La première fois que j'ai vu ce film, c'était avec mon ami Tristan. J'avais alors à peu près 20 ans et à cette époque, tous deux nous rêvions écrivains. Nous avions chacun une vieille machine à écrire chez nous, et nous nous trimballions partout avec un carnet pour prendre des notes.
Dans le film, Damiel (le héros) et Cassiel (son pote) sont deux anges qui errent dans Berlin. On peut imaginer qu'il y en a partout dans le monde, de ces anges. Toujours est-il que ces deux-là ont pour lieu de résidence principale la capitale allemande. Comme tous leurs semblables, ils ont une mission : observer et consigner. Aussi, comme mon ami Tristan et moi-même, se promènent-ils avec des carnets et notent-ils leurs observations.
A 20 ans, j'avais vu là une ode à l'art, à sa capacité de témoigner de la beauté de la vie. Et, tout comme Cassiel ou Damiel s'approchant (alors qu'on ne les voit pas) des malheureux pour leur transmettre un peu d'amour réconfortant, je me sentait débordant d'amour pour l'humanité, chaque fois que je consignais une scène de vie touchante, même toute anecdotique. C'était beau et je voyais là ma mission à moi aussi dans le monde. J'avais un but.
Le revoyant plus de dix ans après, j'en ai soudain une lecture très différente.
S'il y a bien une métaphore du rôle de l'écrivain, mais aussi du cinéaste ou encore du comédien (projection à travers les personnages du réalisateur Wim Wenders et de Peter Handke, co-scénariste et écrivain ; ou bien Peter Falk jouant son propre rôle), elle dit aussi en filigrane l'impuissance de ces rôles.
J'ai appris récemment que Wim Wenders avait réalisé ce film après une longue période états-unienne : il redécouvrait alors son pays (toujours séparé à l'époque par le mur de Berlin, que l'on voit dans le film). Peut-être l'a-t-il vu douloureusement, et comme un étranger.
Il y a ça de palpable dans tout le film : un hommage à son pays, son Histoire, ses habitants, à Berlin (je ne parle pas allemand, mais je crois que le titre d'origine signifie précisément Les Anges de Berlin).
Je suis sûr qu'on pourra dire que c'est aussi une formidable histoire d'amour. Et le remake américain avec Nicolas Cage joue bien de cette corde sensible là. Mais, en fin de compte, c'est plus un hymne à la vie. Et pas spécifiquement un hymne grandiose et grandiloquent. Tout s'y attache à montrer les petites choses qui font l'existence quotidienne : nos pensées embrouillées, les moments de doute, le goût du café, la douleur, les blessures, le goût du sang, le froid, la musique... d'épisode anecdotique en épisode anecdotique, tous nos sens sont sollicités. Et pas seulement avec les sensations agréables.

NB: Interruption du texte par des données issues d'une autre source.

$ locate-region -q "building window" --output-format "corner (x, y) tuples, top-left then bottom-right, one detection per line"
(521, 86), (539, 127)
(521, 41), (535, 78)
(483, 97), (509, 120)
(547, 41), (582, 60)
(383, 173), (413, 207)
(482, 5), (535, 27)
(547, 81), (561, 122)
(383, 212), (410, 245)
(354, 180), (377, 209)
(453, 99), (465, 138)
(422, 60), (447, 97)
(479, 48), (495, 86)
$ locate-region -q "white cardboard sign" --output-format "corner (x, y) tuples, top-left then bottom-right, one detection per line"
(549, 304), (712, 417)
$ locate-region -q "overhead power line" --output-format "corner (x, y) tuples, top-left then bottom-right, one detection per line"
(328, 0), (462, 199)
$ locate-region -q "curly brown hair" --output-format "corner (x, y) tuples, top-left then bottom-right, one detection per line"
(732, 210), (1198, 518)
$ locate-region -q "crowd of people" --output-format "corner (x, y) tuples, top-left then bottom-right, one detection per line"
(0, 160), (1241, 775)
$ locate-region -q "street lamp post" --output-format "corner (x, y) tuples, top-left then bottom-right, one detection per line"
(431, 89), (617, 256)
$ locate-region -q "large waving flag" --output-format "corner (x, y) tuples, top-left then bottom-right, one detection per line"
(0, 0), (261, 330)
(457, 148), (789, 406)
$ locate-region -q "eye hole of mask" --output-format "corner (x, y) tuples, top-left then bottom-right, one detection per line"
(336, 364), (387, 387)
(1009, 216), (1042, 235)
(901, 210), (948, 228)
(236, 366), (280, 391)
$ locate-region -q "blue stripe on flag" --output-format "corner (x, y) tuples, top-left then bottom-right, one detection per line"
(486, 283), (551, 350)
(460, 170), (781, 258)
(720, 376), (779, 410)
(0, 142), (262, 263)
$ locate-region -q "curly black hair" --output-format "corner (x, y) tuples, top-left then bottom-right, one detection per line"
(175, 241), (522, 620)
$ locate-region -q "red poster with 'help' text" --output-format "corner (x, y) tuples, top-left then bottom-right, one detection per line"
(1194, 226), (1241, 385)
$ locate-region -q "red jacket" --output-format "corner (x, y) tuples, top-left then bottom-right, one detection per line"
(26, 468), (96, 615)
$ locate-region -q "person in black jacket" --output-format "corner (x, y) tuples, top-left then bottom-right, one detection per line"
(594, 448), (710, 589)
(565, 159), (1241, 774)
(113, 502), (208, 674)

Au bout du compte, le vrai message du film, est transmis mélancoliquement par Damiel à Cassiel, lors d'une de leurs discussions : être de simple esprits (c'est-à-dire écrivains/cinéastes/comédiens/penseurs/témoins) n'est pas suffisant, et n'a d'ailleurs aucun sens si on ne vit pas. Il y a dix ans je ne l'avais pas compris.
Aujourd'hui, je le sais, c'est pourtant ce qu'il y a de mieux, être en vie. Marcher dans la rue, boire un café, parler avec des amis, être dans les bras d'une fille, danser, se faire mal, sentir le soleil sur son visage, sentir le froid qui te saisi, être sous la pluie, avoir faim, manger... et écrire, que ce soit ici ou ailleurs, n'a pas de sens sans ça.